ASUSTek Computer Inc. and Gigabyte Technology Co. officials
interviewed Tuesday at the Computex computer show confirmed
they are starting to prepare Northwood boards for the expected
2-GHz processor. Engineering specialists staffing Computex booths of the other Big Five motherboard makers said they couldn't comment.
Other exhibitors said all of the major Taiwan vendors have
Northwood samples and are starting to talk to their PC OEMs for
possible orders later this year.
Jonney Shih, chairman of ASUStek, told EBN, "The market outlook
for Northwood is quite healthy. It should be a big success."
Jonathan Tsang, vice president of sales and marketing, said, "We
are talking to customers to have (Northwood) boards ready in late fourth quarter for the Intel launch. Intel is being very conservative, and wants to be sure Northwood is very stable when it is introduced."
Gigabyte officials said they have started preliminary testing of
Northwood boards in the company labs. They said Northwood, as
expected, will use Intel's new 478-pin socket being introduced next quarter with a new version of the current Pentium 4 Willamette, supported by the new Intel Brookdale SDRAM chipset.
From its start, the new 0.13-micron design rule Northwood Pentium 4 will use the Brookdale DDR chipset version, according to Gigabyte.
In a new show of independence, the Taiwan motherboard firms at
Computex were displaying Intel and archrival Advanced Micro
Devices boards next to each other. Several years, ago fearful of
Intel retaliation if they sold AMD boards, the major Taiwan vendors formed separate subsidiaries to sell AMD boards.
Ivan Ho, ASUStek president, told EBN that his firm in another three months will be shipping AMD Athlon 4 boards with the new Nvidia nForce integrated graphics processor-core logic chipset. "The timing depends on the availability of the Nvidia chipset," he added.
Asked about concern of some analysts that the Nvidia chipset
might be priced too high, Ho said he believed "it will be competitive. Otherwise it won't sell."
He said ASUStek had no plans to make boards for newcomer's
Transmeta Corp.'s Crusoe processors.
The big Taiwan motherboard firms are looking for the new Intel and AMD processors to spur sales in the global PC market slowdown.
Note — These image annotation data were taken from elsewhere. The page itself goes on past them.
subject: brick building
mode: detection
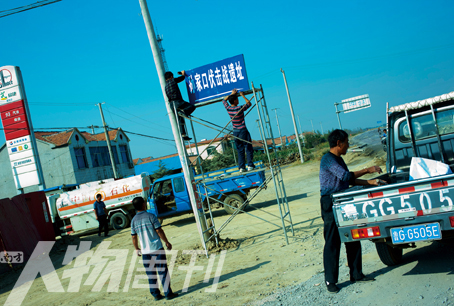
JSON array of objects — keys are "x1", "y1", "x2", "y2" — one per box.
[{"x1": 0, "y1": 128, "x2": 134, "y2": 198}]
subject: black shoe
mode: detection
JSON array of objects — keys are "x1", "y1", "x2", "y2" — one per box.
[
  {"x1": 350, "y1": 274, "x2": 375, "y2": 284},
  {"x1": 166, "y1": 292, "x2": 178, "y2": 300},
  {"x1": 153, "y1": 293, "x2": 164, "y2": 301},
  {"x1": 326, "y1": 284, "x2": 340, "y2": 293}
]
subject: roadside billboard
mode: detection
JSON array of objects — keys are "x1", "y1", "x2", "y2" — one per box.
[
  {"x1": 0, "y1": 66, "x2": 44, "y2": 189},
  {"x1": 185, "y1": 54, "x2": 249, "y2": 104},
  {"x1": 341, "y1": 95, "x2": 370, "y2": 113}
]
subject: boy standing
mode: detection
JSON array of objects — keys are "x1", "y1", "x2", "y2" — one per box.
[
  {"x1": 93, "y1": 193, "x2": 109, "y2": 237},
  {"x1": 222, "y1": 89, "x2": 255, "y2": 172},
  {"x1": 131, "y1": 197, "x2": 178, "y2": 301}
]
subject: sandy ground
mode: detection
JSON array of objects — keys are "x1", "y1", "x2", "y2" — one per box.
[{"x1": 0, "y1": 130, "x2": 454, "y2": 305}]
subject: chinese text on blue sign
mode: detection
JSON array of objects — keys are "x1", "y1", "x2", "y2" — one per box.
[
  {"x1": 341, "y1": 95, "x2": 370, "y2": 113},
  {"x1": 185, "y1": 54, "x2": 249, "y2": 104}
]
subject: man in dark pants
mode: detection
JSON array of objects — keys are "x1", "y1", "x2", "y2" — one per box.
[
  {"x1": 164, "y1": 70, "x2": 195, "y2": 141},
  {"x1": 222, "y1": 89, "x2": 255, "y2": 172},
  {"x1": 93, "y1": 193, "x2": 109, "y2": 237},
  {"x1": 320, "y1": 130, "x2": 386, "y2": 293},
  {"x1": 131, "y1": 197, "x2": 178, "y2": 301}
]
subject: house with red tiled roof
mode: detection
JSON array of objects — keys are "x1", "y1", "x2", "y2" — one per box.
[{"x1": 0, "y1": 128, "x2": 134, "y2": 198}]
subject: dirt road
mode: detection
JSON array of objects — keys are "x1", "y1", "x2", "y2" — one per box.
[{"x1": 0, "y1": 131, "x2": 454, "y2": 305}]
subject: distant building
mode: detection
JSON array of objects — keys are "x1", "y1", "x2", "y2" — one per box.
[
  {"x1": 0, "y1": 128, "x2": 134, "y2": 198},
  {"x1": 134, "y1": 153, "x2": 196, "y2": 175}
]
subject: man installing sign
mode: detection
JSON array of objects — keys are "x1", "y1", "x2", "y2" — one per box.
[
  {"x1": 164, "y1": 70, "x2": 195, "y2": 141},
  {"x1": 222, "y1": 89, "x2": 255, "y2": 172}
]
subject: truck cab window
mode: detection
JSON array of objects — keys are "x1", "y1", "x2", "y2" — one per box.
[
  {"x1": 399, "y1": 114, "x2": 437, "y2": 142},
  {"x1": 173, "y1": 177, "x2": 184, "y2": 192},
  {"x1": 435, "y1": 109, "x2": 454, "y2": 135}
]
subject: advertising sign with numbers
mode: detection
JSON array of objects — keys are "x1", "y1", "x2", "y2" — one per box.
[
  {"x1": 341, "y1": 95, "x2": 370, "y2": 113},
  {"x1": 185, "y1": 54, "x2": 249, "y2": 104},
  {"x1": 0, "y1": 66, "x2": 44, "y2": 189}
]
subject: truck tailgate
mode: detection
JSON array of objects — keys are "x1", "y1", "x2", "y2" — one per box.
[{"x1": 332, "y1": 174, "x2": 454, "y2": 227}]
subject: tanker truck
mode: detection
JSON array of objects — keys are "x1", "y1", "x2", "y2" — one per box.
[{"x1": 47, "y1": 173, "x2": 151, "y2": 236}]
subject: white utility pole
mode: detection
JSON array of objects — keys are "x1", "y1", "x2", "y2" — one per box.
[
  {"x1": 272, "y1": 108, "x2": 284, "y2": 149},
  {"x1": 296, "y1": 115, "x2": 303, "y2": 134},
  {"x1": 97, "y1": 102, "x2": 118, "y2": 179},
  {"x1": 297, "y1": 115, "x2": 306, "y2": 147},
  {"x1": 139, "y1": 0, "x2": 209, "y2": 249},
  {"x1": 281, "y1": 68, "x2": 304, "y2": 163}
]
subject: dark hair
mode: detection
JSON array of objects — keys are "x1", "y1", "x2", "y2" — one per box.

ASUStek Chairman Shih said that his firm's board shipments had
only turned down in the last two months. "In the first quarter when the overall PC market slumped, ASUStek board shipments were
very good. Our 1.6 million units shipped in March actually was a
record high for us."
Shih said PC board shipments for the first part of June "are showing signs of coming back." Ironically, ASUStek shipments to the China market, which has been hailed as the one region retaining a strong growth rate, "have slipped a little in the last two weeks," Shih added.